Gemeente Breda
Raadsbesluit
Registratienr: 30055]
Dienst/afdeling: RGR
Aantal bijlagen: --
De raad van de gemeente Breda;
gezien het voorstel van het fractievoorzittersoverleg en met overname van de daarin vermelde
overwegingen;
gelet op de artikelen 16 en 82 van de Gemeentewet;
besluit:
I. Artikel 26 van het reglement voor de raadscommissies als volgt te wijzigen:
1. Elke reguliere vergadering van de raadscommissie vangt aan met een vragenhalfuur, tenzij er bij de
voorzitter geen vragen zijn ingediend, in bijzondere gevallen kan de voorzitter bepalen dat het
vragenhalfuur op een ander tijdstip wordt gehouden. Indien na een half uur nog niet alle vragen zijn
beantwoord beslist de raadscommissie op voorstel van de voorzitter of de nog niet beantwoorde vragen
zullen worden behandeld of schriftelijk door het college dienen te worden beantwoord.
2. Het lid dat tijdens het vragenhalfuur één of meer vragen wil stellen, dient onder aanduiding van het
onderwerp, de daarover te stellen vragen, ten minste vierentwintig uur voor aanvang van de vergadering
in bij de voorzitter. De voorzitter kan vragen voor het vragenhalfuur weigeren indien:
a. hij van oordeel is dat de vraag niet voldoende nauwkeurig is aangegeven of de vraag geen
betrekking heeft op het werkterrein van de raadscommissie;
b. het onderwerp waar de vragen betrekking op hebben in de commissievergadering van die dag aan
de orde komt;
c. de ingediende vragen geen betrekking hebben op een politiek relevant onderwerp;
d. de vragen geen zodanig spoedeisend karakter hebben dat deze schriftelijk gesteld kunnen worden.

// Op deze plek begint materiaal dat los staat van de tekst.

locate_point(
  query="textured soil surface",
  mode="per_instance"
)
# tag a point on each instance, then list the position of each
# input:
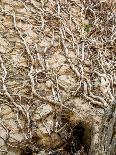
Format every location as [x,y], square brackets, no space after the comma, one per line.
[57,74]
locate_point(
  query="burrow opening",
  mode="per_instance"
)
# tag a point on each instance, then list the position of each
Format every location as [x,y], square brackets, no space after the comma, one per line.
[80,139]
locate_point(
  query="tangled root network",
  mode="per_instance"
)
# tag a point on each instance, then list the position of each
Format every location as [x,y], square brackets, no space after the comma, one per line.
[57,74]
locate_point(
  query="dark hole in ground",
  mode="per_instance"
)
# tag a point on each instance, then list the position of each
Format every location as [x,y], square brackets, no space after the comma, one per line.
[75,142]
[27,151]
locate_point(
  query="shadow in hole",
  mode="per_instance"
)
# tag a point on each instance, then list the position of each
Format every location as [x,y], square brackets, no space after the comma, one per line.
[75,142]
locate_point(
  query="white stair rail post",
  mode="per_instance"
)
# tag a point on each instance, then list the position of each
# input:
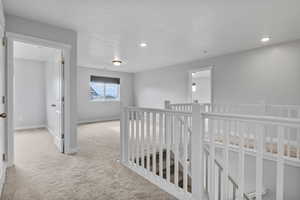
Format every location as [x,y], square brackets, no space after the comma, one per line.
[124,134]
[167,104]
[197,153]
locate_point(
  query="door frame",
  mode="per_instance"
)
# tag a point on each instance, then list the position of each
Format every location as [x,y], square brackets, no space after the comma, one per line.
[66,49]
[190,80]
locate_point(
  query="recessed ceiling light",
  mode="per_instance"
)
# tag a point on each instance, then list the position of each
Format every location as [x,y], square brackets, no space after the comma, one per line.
[265,39]
[143,44]
[117,62]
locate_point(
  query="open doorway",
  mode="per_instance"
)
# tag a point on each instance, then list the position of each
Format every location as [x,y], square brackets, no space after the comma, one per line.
[200,86]
[37,109]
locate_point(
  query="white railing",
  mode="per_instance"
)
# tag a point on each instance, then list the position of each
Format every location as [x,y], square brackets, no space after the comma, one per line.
[258,136]
[188,153]
[155,145]
[290,111]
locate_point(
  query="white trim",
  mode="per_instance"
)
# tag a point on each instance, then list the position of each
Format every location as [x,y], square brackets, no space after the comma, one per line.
[102,119]
[72,151]
[11,37]
[2,179]
[161,183]
[205,68]
[20,128]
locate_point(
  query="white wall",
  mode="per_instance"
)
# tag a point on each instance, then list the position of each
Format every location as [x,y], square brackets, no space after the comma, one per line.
[29,92]
[89,111]
[37,29]
[266,75]
[2,106]
[51,95]
[203,90]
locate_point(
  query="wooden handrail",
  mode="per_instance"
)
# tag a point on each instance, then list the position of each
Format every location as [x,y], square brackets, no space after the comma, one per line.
[253,118]
[139,109]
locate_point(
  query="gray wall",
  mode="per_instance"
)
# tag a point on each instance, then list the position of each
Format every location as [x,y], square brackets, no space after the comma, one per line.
[89,111]
[45,31]
[29,104]
[266,75]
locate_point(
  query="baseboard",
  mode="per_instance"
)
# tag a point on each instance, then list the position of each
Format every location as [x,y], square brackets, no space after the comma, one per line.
[72,151]
[29,127]
[2,179]
[102,119]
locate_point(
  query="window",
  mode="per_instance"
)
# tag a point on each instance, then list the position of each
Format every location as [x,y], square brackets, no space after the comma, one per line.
[104,88]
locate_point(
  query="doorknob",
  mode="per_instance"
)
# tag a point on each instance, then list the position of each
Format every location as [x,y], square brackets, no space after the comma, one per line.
[3,115]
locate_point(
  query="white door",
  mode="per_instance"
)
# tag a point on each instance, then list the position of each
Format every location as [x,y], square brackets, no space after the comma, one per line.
[55,99]
[2,106]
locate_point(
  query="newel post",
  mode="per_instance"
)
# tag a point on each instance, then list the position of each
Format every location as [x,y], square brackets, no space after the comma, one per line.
[197,153]
[124,134]
[167,104]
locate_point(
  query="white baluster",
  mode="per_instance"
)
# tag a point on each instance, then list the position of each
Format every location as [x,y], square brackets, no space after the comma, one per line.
[176,149]
[212,159]
[161,144]
[154,142]
[185,156]
[125,135]
[148,139]
[259,161]
[298,143]
[241,181]
[143,139]
[280,165]
[226,129]
[132,139]
[137,133]
[168,142]
[197,152]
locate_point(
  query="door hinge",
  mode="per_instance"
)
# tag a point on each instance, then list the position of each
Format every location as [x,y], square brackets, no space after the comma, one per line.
[3,99]
[4,41]
[4,157]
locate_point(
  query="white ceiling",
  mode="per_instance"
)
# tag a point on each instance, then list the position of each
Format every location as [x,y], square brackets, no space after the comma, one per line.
[34,52]
[176,31]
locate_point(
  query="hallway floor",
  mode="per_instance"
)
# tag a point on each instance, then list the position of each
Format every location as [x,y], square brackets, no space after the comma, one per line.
[41,173]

3. De voorzitter bepaalt de volgorde, waarin de aangemelde onderwerpen tijdens het vragenhalfuur aan de
orde worden gesteld.
4. De voorzitter bepaalt per onderwerp de spreektijd voor de vraagsteller, voor de wethouders c.q. de
burgemeester en de overige leden.
5. Per onderwerp wordt aan de vragensteller het woord verleend om één of meer vragen aan het college
c.q. de burgemeester te stellen en een toelichting daarop te geven.
6. Na beantwoording door het college c.q. de burgemeester krijgt de vragensteller desgewenst het woord
om aanvullende vragen te stellen.
7. Vervolgens kan de voorzitter aan andere leden het woord verlenen om hetzij aan de vragensteller, hetzij
aan het college c.q. de voorzitter vragen te stellen over hetzelfde onderwerp.
8. Tijdens het vragenhalfuur worden geen interrupties toegelaten.
II. Aan het reglement voor de raadscommissies toe te voegen aan artikel 26a luidende:
Artikel 26a:
Na behandeling van de agenda kunnen leden vragen van huishoudelijke of procedurele aard stellen aan de
voorzitter.
III. Artikel 42, lid 8, van het reglement van orde voor de gemeenteraad als volgt te wijzigen:
8. Tijdens het vragenuur worden geen interrupties toegelaten en kan een raadslid, na de beantwoording
door het college c.q. de burgemeester van een gestelde vraag, een motie indienen aangaande het
onderwerp waar de vraag betrekking op heeft.